En pocos autores como José María Merino (La Coruña, 1941) se da tan marcada la bipolaridad entre el novelista y el cuentista. Esa doble vertiente encuentra su fusión más profunda en El libro de las horas contadas (Alfaguara), un volumen en que deslindar ambos géneros resulta una tarea más que dificultosa (o directamente innecesaria). Podría decirse que estamos ante una novela conformada por una sucesión de relatos. O justo lo contrario: una serie de cuentos que dan cuerpo a una novela. El ingenio parte de una trama sencilla: Pedro, un abogado de mediana edad, purga sus miedos ante una intervención quirúrgica arriesgada escribiendo breves narraciones. Así atempera el temor, al tiempo que evoca los momentos culminantes de su adolescencia, da rienda suelta a su procelosa imaginación e intenta encerrar en el folio el caos de sus sueños. Merino en estado puro.
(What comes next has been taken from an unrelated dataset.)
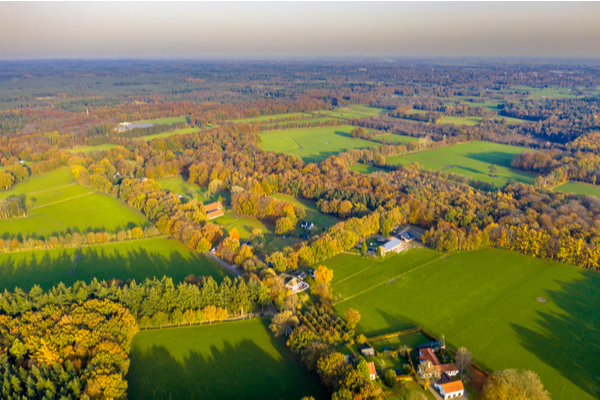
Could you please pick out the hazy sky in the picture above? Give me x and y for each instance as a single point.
(313, 29)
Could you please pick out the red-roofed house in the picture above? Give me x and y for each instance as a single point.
(214, 210)
(372, 371)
Pregunta.- ¿Cómo describiría su artefacto narrativo, una suerte de novela compuesta de relatos?
Respuesta.- Tiene un carácter doble: es una novela escrita desde la perspectiva novelista. Y un libro de cuentos escrito desde la perspectiva de un cuentista. Ese es el juego que he pretendido desarrollar: aproximarme a la novela desde los cuentos y viceversa.
P.- La trama le puede preocupar a sus amistades y seres queridos. No hay nada autobiográfico en ella, ¿no?
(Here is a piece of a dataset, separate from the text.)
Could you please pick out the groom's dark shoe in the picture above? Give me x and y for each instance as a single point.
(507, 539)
R.- La melancolía de los veranos de la adolescencia y juventud es mía, desde luego. Es algo que me lo da la edad que ya tengo: mi memoria está muy cargada a estas alturas. Pero todo lo demás es ficción.
P.- Bueno, me alegro. Pero ¿cree que si se viera en una tesitura similar a la de Pedro reaccionaría como él: escribiendo y escribiendo?
R.- Pues ojalá una circunstancia así no me haga perder el pulso de la escritura. Yo quisiera morir como Ricardo Gullón. Con ochenta años se iba de viaje a lugares tan remotos como Los Ángeles. Los amigos le decíamos: "¿Pero adónde vas?". Y él nos respondía siempre: "Yo quiero morir con las botas puestas".
P.- Y morir con las botas puestas para usted es seguir porraceando el teclado, ¿no?
R.- Sí, seguir dándole vueltas en mi cabeza a historias y posibles tramas. Es que no hay un placer comparable al de escribir un libro. Ver cómo se cristaliza un sueño, una invención que nunca antes ha existido. Es algo parecido a la magia.
P.- ¿Y de verdad piensa que escribir puede atemperar nuestros miedos?
R.- La realidad tiende al caos y no necesita ser verosímil. En cambio la literatura sí. Ese es su sentido. Y la verosimilitud nos ayuda a tranquilizar nuestras zonas de sombra y de inquietud. Al escribir uno empieza a entender mejor muchas cosas, y, así, también puede reconciliarse mejor con ellas.
P.- Pero usted en este libro tan fragmentario, tan caprichoso, más que ordenar la realidad, intenta reflejar esa naturaleza caótica...
R.- Ahí está la gracia de la literatura: ordena y hace comprensible caóticamente el caos de la vida. Lo que pasa por la cabeza del protagonista se convierte en microrelatos, microrelatos que forman una estructura. Lo caótico de sus pensamientos le da un sentido a ese caos que en un principio no tenía.
P.- ¿Y no le han confundido nunca con un nocillero? Por lo de fragmentario, digo.
R.- Yo ya no tengo edad para eso. Y, además, un libro de cuentos es fragmentario por naturaleza.
P.- El primer capítulo o el primer cuento, según se mire, se lo dedica a Ricardo Senabre y confiesa que es el "embrión" de todo el libro.
R.- Sí, me pidieron que participara en un homenaje a él escribiendo algo. Decidí aportar lo que mejor creo que hago, así que escribí un cuento. Cuando estaba preparando un nuevo libro, que iba a incluir mis últimos cuentos inéditos, quise integrar a éste también. Pero algo raro pasó. Uno de esos misterios de la literatura. El cuento se resistía a entrar en el libro. Entonces me di cuenta de que era la puerta de algo, y a partir de él escribí El libro de las horas contadas.